L'attaccante danese ha conquistato il popolo nerazzurro con la sua passione e forza fisica

Istintivo, spettinato, fisicamente prepotente, dedito alla causa, passionale. Questi sono alcuni degli aggettivi con i quali potremmo definire Alexander Lind. Arrivato a inizio agosto tra lo scetticismo generale, vuoi dai 3,6 milioni di euro spesi dalla società per strapparlo al Silkeborg IF, vuoi per l’attesa di un nome già pronto per la categoria (Lapadula, per esempio) da affiancare a Nicholas Bonfanti, con il tempo il danese è diventato la punta, l’appoggio della squadra di Inzaghi.

L’allenatore chiese tempo quando arrivò.

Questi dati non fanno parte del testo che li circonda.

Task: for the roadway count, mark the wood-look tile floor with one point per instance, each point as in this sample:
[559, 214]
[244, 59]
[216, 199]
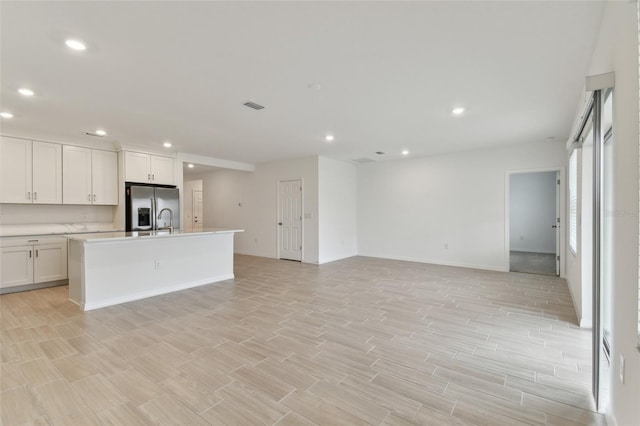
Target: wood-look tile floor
[358, 341]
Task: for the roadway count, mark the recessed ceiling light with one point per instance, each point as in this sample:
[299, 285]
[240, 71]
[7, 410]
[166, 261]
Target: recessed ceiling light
[26, 92]
[75, 45]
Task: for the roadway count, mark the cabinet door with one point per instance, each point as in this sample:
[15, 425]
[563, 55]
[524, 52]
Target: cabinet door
[76, 175]
[17, 266]
[47, 173]
[50, 262]
[15, 170]
[162, 170]
[104, 172]
[137, 167]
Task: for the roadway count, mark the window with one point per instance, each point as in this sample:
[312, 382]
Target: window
[573, 201]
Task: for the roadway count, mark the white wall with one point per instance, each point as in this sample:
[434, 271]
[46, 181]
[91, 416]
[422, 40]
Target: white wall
[447, 209]
[248, 200]
[24, 214]
[617, 50]
[532, 212]
[337, 221]
[187, 200]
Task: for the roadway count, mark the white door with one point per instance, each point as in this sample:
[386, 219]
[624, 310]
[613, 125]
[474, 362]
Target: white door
[15, 170]
[162, 170]
[47, 173]
[557, 224]
[76, 175]
[197, 210]
[50, 262]
[290, 219]
[137, 167]
[17, 266]
[104, 177]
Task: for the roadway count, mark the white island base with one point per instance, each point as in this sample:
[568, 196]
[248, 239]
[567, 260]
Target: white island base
[112, 268]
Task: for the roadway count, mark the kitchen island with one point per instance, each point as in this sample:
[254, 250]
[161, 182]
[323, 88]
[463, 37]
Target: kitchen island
[116, 267]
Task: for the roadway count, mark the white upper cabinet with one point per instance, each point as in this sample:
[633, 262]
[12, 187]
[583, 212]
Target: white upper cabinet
[47, 173]
[147, 168]
[162, 170]
[31, 172]
[15, 173]
[104, 177]
[137, 167]
[90, 176]
[76, 175]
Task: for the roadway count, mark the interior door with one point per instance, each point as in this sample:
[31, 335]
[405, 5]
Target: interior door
[197, 210]
[290, 219]
[557, 224]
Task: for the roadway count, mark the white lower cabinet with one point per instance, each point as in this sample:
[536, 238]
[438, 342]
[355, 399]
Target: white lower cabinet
[33, 260]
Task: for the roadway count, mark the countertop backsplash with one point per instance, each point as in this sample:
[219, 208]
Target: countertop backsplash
[49, 219]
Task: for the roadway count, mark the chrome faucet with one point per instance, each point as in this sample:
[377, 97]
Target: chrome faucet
[170, 227]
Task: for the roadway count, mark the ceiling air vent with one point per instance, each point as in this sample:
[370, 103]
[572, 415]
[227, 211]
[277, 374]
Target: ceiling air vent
[363, 160]
[253, 105]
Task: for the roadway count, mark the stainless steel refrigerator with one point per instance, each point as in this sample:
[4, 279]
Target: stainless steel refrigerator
[152, 207]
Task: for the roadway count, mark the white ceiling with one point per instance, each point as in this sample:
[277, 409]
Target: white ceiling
[389, 74]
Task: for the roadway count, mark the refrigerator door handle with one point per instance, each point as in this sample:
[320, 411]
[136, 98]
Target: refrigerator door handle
[153, 214]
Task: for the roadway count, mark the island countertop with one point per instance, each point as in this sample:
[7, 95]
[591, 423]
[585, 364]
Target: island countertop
[120, 236]
[110, 268]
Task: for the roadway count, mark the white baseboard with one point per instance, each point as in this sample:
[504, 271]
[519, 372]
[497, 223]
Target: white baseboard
[151, 293]
[585, 323]
[442, 263]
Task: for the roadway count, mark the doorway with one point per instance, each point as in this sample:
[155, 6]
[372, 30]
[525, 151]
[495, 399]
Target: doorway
[192, 204]
[534, 222]
[196, 198]
[290, 219]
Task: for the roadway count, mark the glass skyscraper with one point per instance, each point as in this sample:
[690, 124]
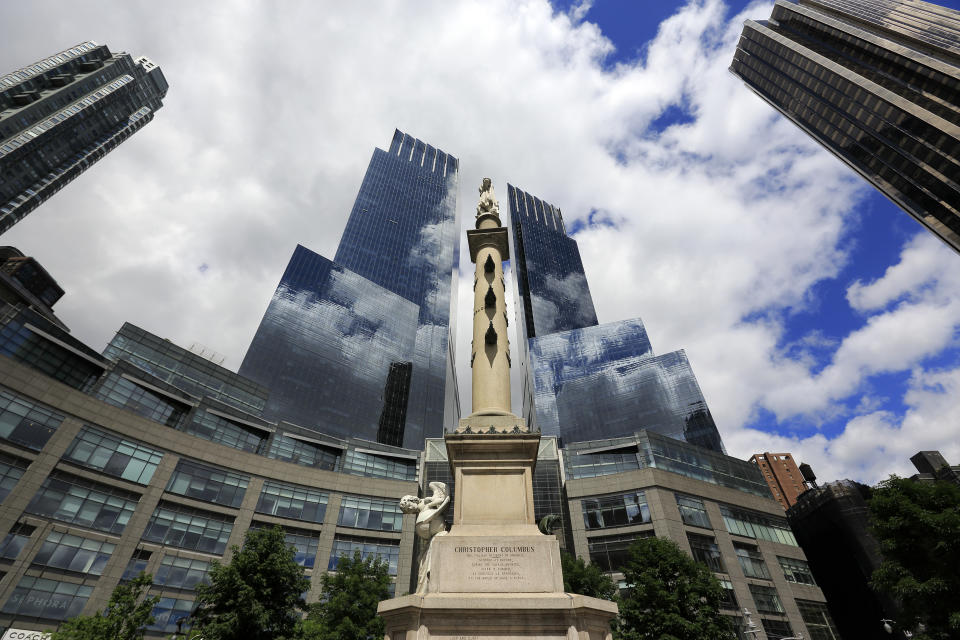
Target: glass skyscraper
[362, 345]
[876, 82]
[583, 380]
[60, 115]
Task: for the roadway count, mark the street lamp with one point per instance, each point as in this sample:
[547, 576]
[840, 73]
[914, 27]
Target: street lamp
[888, 627]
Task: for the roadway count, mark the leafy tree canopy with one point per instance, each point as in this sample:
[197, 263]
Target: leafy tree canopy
[586, 579]
[348, 604]
[257, 595]
[125, 618]
[918, 527]
[670, 596]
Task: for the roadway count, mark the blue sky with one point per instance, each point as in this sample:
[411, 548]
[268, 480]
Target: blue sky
[818, 318]
[873, 239]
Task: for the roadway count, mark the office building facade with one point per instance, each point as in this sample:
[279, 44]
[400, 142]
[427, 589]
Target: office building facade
[715, 507]
[832, 525]
[109, 470]
[363, 344]
[782, 475]
[877, 83]
[583, 380]
[63, 113]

Due mesi di ambientamento, cinque kili persi, e l’apparizione, con il conseguente innamoramento immediato. Galeotta fu la partita di campionato contro il Cesena. Quella in cui arrivò il primo gol, ma soprattutto nella quale con un’azione in progressione il numero 45 (scelto per ricordare la madre, scomparsa proprio a quell’età) ha abbassato il capo, anticipando l’intervento con il piede del difensore. Un’azione da rinoceronte, che progredisce, carica, senza paura.

Da quel momento, Inzaghi capisce: è lui il centravanti perfetto per il suo Pisa. Non un centravanti da area di rigore. Un calciatore di manovra. La squadra è in difficoltà? Palla lunga e ci appoggiamo a Lind. Lui farà alzare il baricentro. Non un goleador (otto i gol finali in campionato), ma tante giocate che hanno favorito azioni da gol, come gli assist a Tramoni, in un’azione codificata più volte in stagione, con il taglio dall’interno all’esterno del trequartista.

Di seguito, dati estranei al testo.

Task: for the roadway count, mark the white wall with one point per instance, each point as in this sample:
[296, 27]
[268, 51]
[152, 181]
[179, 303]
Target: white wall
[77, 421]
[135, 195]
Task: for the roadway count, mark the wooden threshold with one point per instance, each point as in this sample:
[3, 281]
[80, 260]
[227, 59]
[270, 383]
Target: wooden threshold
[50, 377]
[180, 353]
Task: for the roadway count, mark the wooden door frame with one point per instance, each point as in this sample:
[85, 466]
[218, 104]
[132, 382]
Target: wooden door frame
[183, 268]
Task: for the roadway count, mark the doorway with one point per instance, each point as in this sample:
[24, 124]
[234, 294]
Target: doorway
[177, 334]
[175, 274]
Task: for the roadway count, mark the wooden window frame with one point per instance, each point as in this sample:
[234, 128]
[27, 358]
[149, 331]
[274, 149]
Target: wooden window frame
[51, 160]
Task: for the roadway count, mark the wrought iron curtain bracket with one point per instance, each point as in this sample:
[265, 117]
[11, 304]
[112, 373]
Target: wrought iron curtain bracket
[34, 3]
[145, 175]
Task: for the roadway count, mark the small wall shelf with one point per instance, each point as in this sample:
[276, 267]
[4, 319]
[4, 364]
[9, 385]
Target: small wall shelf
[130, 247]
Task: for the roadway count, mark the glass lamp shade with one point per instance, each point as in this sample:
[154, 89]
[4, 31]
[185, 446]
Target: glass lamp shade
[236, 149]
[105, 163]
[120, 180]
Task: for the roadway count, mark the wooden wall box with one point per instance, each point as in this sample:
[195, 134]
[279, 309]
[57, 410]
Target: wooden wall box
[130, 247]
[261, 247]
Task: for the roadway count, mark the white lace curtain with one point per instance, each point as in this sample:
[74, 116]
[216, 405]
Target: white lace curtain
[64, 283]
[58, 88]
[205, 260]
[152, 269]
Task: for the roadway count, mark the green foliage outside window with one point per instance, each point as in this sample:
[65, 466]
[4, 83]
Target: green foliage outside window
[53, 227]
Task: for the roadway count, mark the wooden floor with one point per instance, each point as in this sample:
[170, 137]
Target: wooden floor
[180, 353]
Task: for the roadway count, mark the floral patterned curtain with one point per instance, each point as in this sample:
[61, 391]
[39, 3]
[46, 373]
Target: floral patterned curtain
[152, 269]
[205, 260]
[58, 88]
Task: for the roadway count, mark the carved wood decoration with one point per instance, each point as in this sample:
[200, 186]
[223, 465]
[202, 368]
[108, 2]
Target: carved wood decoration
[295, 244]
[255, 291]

Ma da non sottovalutare la passione. L’espulsione contro il Cittadella dopo essere entrato in campo dalla panchina per rimproverare Pandolfi, reo di aver esultato in maniera provocatoria. Cartellino rosso sì, ma applausi da parte del pubblico.

Lind ha dimostrato di valere ogni euro speso per lui in estate, anche a dimostrazione della bontà del reparto scouting del Pisa, e il suo nome rimarrà nella storia come il centravanti della promozione in Serie A.